I don't even know where to begin. I'm tired of being married, I'm tired of the endlessly fighting with my wife, I'm just tired. We've been married nearly 3 years after getting married at 22. We had been dating for 6 years before we got married, and it seemed like the natural thing to do. We had not lived together prior to marriage, and we mutually decided to save sex until marriage.

In general things we quite good when we were dating, we had issues but we always got through them together and spent a lot of time having fun with each other. And previously I've always been a defender of marriage. I've always believed that you can't hope for a good relationship, you have to decide to have one. And now I feel like a failure, but I think the decision to have a good marriage isn't just up to me, it is up to her too. We never have sex. I can count on one hand the number of times we've had sex in the last two years.

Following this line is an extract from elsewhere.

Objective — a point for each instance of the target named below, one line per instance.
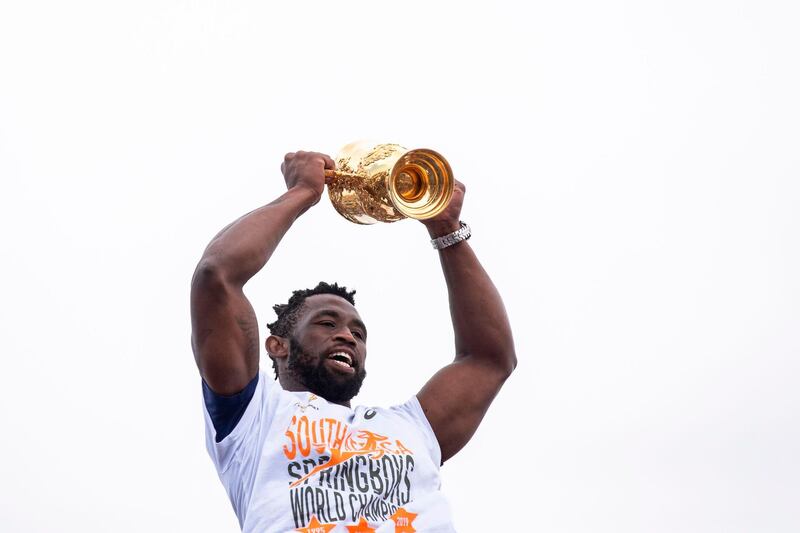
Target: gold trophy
(386, 183)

This of course bothers me greatly and it not for a lack of effort on my part. I've done everything she has asked me to in an attempt to move things forward, but in her own words she admits she doesn't like to have sex at all, and whenever I try to do something nice, to her it appears that I'm just trying to get her in bed. Yet I've explained to her over and over that I'm being nice to her in order to improve our relationship, and that yes, it may lead to us having sex because I believe people in a happy relationship have sex. But I do not see her as a prostitute whereby I do X and she owes me Y. So basically anytime I make an effort to create a "romantic dinner" I get shot down because I'm just a pervert who only wants one thing. I'm not sure how I can make this anymore clear to her, maybe someone can help me, because we are at a total stand still here. Unforunately I believe she wants a platonic relationship, which is one I just can't be happy in.

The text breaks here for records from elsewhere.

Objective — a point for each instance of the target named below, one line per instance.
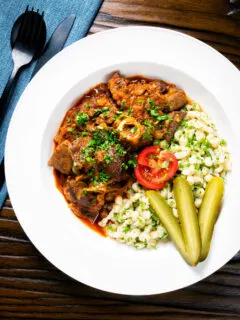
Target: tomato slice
(155, 167)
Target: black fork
(28, 37)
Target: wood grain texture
(31, 288)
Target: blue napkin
(54, 12)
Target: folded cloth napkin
(54, 12)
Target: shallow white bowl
(205, 75)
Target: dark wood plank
(31, 288)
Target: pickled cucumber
(209, 211)
(168, 220)
(188, 218)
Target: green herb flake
(132, 163)
(82, 118)
(147, 124)
(108, 158)
(223, 142)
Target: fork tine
(35, 24)
(22, 28)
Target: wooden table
(31, 288)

But it is always more. If I did this, or I did that, she would have sex with me. But it never works. I spent more than three months doing everything she asked me to do (which was generally just spending time around her more, this is what she always claimed to want), and it was all for naught. So now she wonders why I don't try to spend a lot of time with her anymore, and tells me that she made mistakes in the past and that she'll change if I go back to trying to spend time with more. And I've tried for limited amounts of time, but I don't see the effort on her part, so why should I keep trying? I believe now that she should have to the one to initiate the change since I proved I am capable of changing, but she refuses because she treat me with respect or have sex with me until I spend all this time with her, which again, in the past has been a failure.

We split up the housework fairly (both of us agree on this), our finances are in good order, we really have a great life together in many ways. But I knew going into this marriage she was going to be someone who wanted her way or the highway and I thought I could live with it. But I'm tired of getting yelled at for making very minor mistakes. I'm tired of being berrated when she wants me to kill a ladybug and I say "just a second, I am busy". I'm tired of being verbally assaulted despite apologizing for forgetting to put the toliet seat down, or loading the dishwasher wrong. Her irrational fears and beliefs are getting to me, they put us both in a bad mood and make us unhappy with each other for no good reason.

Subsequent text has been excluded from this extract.